Supporters of reforms argue that without changes, many of Biden’s biggest campaign promises are effectively dead on arrival in the 50-50 Senate. Though Democrats control the majority, they still need the support of at least 10 Republican senators to pass most bills.
Eli Zupnick, spokesman for pro-reform group Fix Our Senate, said on Tuesday that McConnell is “clearly getting desperate” as support grows for nixing the filibuster.
Democrats were able to use reconciliation — an arcane budget process that allows the majority to avoid a filibuster — to pass the recent $1.9 trillion coronavirus bill.
Democrats are also likely to use budget reconciliation to pass a sweeping infrastructure and jobs package modeled off of Biden’s Build Back Better Plan amid deep divisions with Republicans on the scope of the legislation and how to pay for it.
But without filibuster reform, Democrats will need GOP support to pass any of their other big priorities: immigration reform, voting rights, anti-discrimination measures and background checks, just to name a few.
Ideas being discussed by the caucus include everything from smaller changes that would leave the filibuster intact to reinstating the talking filibuster now backed by Biden, or gutting it altogether by putting it at a simple majority.
“I support discussing any proposal that ends the misuse of the filibuster as a weapon of mass obstruction. If the Senate retains the filibuster, we must change the rules so that a senator who wants to bring our government to a standstill endures — at least — some discomfort in the process.

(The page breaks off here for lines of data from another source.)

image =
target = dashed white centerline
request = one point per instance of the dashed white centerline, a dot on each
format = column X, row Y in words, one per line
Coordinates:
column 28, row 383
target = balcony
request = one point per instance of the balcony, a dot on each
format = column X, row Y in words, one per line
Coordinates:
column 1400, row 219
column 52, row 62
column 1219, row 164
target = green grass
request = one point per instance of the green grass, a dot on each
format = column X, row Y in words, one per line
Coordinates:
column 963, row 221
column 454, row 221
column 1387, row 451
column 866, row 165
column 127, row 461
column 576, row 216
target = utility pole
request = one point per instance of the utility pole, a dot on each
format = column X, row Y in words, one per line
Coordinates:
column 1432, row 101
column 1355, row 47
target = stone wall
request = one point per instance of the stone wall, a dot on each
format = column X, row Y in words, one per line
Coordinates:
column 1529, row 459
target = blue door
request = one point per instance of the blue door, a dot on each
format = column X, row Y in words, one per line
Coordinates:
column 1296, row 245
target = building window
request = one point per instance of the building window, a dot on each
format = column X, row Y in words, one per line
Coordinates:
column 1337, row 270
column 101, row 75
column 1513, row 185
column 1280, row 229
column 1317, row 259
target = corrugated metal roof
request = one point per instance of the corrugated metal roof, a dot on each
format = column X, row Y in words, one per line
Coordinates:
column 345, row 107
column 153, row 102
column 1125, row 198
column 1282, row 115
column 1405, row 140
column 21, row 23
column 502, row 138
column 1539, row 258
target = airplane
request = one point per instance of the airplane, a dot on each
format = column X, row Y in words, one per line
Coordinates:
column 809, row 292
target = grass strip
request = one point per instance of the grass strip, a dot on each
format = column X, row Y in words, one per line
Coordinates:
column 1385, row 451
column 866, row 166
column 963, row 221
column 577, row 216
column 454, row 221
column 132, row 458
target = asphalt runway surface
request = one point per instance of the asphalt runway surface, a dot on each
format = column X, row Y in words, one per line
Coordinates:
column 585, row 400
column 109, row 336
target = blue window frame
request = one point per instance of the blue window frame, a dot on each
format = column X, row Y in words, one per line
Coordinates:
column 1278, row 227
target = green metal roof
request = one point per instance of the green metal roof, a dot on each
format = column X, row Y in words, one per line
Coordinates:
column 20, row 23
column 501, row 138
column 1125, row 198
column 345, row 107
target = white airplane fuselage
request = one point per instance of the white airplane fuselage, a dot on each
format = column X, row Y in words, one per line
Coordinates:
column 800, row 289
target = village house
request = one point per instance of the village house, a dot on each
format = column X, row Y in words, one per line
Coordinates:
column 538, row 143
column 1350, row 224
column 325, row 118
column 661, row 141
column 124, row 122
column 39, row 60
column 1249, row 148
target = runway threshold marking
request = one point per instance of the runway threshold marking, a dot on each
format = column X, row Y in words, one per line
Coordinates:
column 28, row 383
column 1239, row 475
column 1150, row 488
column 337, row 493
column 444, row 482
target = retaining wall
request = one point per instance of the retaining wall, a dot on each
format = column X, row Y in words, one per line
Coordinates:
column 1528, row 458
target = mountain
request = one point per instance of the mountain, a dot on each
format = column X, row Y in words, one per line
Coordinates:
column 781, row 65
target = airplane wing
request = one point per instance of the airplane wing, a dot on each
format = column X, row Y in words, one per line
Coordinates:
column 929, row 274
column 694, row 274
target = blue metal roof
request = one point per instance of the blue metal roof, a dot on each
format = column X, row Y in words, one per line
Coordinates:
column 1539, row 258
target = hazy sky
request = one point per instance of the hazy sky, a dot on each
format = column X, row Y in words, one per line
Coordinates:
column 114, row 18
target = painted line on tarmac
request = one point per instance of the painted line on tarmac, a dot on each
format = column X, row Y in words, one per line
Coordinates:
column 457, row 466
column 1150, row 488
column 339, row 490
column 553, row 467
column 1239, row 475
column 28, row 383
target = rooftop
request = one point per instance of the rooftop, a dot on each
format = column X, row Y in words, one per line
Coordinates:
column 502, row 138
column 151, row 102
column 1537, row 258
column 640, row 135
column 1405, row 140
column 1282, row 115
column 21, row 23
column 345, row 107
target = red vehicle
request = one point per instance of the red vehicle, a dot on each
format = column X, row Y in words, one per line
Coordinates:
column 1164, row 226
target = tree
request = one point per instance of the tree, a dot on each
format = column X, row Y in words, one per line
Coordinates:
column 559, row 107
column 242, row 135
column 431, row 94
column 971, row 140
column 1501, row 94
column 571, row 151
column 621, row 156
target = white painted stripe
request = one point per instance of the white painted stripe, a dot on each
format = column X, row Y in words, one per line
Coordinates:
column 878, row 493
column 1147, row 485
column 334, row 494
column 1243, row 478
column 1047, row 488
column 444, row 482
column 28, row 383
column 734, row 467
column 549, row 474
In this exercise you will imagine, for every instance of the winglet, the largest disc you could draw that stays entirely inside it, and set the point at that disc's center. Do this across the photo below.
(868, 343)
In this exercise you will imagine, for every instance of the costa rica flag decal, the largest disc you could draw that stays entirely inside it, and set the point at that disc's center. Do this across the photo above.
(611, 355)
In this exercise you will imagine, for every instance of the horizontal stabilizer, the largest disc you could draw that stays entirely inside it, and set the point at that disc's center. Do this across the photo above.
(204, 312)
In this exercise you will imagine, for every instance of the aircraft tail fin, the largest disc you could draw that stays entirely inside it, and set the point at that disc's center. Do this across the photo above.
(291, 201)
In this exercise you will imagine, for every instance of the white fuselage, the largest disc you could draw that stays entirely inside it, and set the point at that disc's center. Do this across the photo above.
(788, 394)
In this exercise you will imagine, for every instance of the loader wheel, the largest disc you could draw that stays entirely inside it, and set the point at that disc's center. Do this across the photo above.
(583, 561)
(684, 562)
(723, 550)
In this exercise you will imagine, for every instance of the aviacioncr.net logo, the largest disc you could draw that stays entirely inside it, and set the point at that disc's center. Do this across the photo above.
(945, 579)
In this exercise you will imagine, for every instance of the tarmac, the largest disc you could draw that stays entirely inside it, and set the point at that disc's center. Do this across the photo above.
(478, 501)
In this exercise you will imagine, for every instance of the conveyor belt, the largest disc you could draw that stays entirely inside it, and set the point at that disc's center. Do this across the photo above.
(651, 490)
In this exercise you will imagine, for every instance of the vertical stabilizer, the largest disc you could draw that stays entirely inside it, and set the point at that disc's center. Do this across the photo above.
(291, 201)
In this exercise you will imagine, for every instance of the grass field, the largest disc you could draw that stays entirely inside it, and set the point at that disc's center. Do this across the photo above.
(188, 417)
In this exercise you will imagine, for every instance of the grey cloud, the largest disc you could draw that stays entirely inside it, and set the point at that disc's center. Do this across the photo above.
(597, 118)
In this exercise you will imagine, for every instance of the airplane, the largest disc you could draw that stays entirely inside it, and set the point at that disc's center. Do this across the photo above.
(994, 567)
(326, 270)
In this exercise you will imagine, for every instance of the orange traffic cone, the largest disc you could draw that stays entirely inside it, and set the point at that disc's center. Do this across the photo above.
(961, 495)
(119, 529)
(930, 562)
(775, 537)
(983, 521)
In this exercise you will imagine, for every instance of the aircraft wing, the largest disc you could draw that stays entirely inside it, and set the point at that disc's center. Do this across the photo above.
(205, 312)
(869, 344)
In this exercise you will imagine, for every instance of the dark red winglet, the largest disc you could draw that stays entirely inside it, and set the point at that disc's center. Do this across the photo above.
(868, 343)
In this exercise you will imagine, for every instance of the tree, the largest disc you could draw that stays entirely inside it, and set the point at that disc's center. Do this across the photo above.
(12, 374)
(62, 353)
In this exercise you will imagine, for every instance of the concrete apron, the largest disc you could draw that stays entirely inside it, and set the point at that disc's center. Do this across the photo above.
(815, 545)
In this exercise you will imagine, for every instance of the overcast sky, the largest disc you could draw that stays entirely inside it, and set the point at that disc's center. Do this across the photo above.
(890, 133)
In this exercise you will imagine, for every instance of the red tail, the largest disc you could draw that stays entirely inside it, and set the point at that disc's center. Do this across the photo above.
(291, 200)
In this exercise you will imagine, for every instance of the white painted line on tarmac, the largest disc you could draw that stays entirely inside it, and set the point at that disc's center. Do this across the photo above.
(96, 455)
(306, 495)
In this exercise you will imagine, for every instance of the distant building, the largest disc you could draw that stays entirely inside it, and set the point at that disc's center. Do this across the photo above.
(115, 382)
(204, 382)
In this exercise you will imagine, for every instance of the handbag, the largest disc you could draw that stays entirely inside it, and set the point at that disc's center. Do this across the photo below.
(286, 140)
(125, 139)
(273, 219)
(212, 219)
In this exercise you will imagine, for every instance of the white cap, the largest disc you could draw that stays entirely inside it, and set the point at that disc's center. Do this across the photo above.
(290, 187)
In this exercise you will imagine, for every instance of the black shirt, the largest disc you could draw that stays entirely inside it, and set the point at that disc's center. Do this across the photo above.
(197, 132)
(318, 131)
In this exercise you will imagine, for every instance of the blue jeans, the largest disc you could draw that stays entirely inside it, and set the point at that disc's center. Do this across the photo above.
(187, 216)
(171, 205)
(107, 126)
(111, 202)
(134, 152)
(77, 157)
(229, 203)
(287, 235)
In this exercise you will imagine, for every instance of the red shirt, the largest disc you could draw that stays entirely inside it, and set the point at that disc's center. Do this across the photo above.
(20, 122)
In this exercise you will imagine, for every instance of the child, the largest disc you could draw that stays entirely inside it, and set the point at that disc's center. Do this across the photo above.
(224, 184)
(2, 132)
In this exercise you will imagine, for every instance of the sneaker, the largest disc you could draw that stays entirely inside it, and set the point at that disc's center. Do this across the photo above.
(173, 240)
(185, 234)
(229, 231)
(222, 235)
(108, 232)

We need new rules that actually promote debate,” Durbin said.
Senate Majority Leader Charles Schumer (D-N.Y.) hasn’t tipped his hand on where he is on the fate of the filibuster. Pressed on Tuesday, he demurred.
“We Democrats … believe we need big, bold change. We hope our Republican colleagues will work with us to produce that change. We will try to get them to work with us. But if not, we will put our heads together and figure out how to go, and everything is on the table,” he told reporters.
It’s hardly the first filibuster fight that has buffeted an increasingly partisan Senate in recent years.
In 2011, McConnell and then-Senate Majority Leader Harry Reid (D-Nev.) reached a “gentlemen’s agreement” where Republicans would limit their filibusters if Reid agreed to open up the floor to more amendment votes.
In 2013, Democrats used the “nuclear option” to end filibusters on lower courts and most executive nominations amid a GOP bottleneck. Four years later, Republicans in the GOP-controlled Senate ended the use of the 60-vote filibuster on Supreme Court nominations, a move that helped former President Trump add three justices to the court.
Trump repeatedly called on McConnell to get rid of the filibuster during his four years in the White House as it emerged as a roadblock to conservative priorities.
This time around, part of the problem for reform advocates is the razor-thin margin in the Senate. To go nuclear, Schumer would need the support of every lawmaker in his 50-member caucus.
But several are viewed as wary, and Sens. Joe Manchin (D-W.Va.) and Kyrsten Sinema (D-Ariz.) are both on the record as recently as this month in opposition to such a move.
Manchin indicated on Tuesday that he wasn’t getting pressure from the caucus, saying they “know who I am” and that his position hasn’t changed.
“Everybody’s talking, there’s so many different ideas out there. They’re all talking. And that’s it, there’s nothing wrong with it, that’s healthy when you want to talk about everything. But the bottom line is, you can’t get rid of the shoulder.”
Asked what his bottom line is, Manchin added: “You cannot get rid of the filibuster unless your intention is to destroy the Senate.”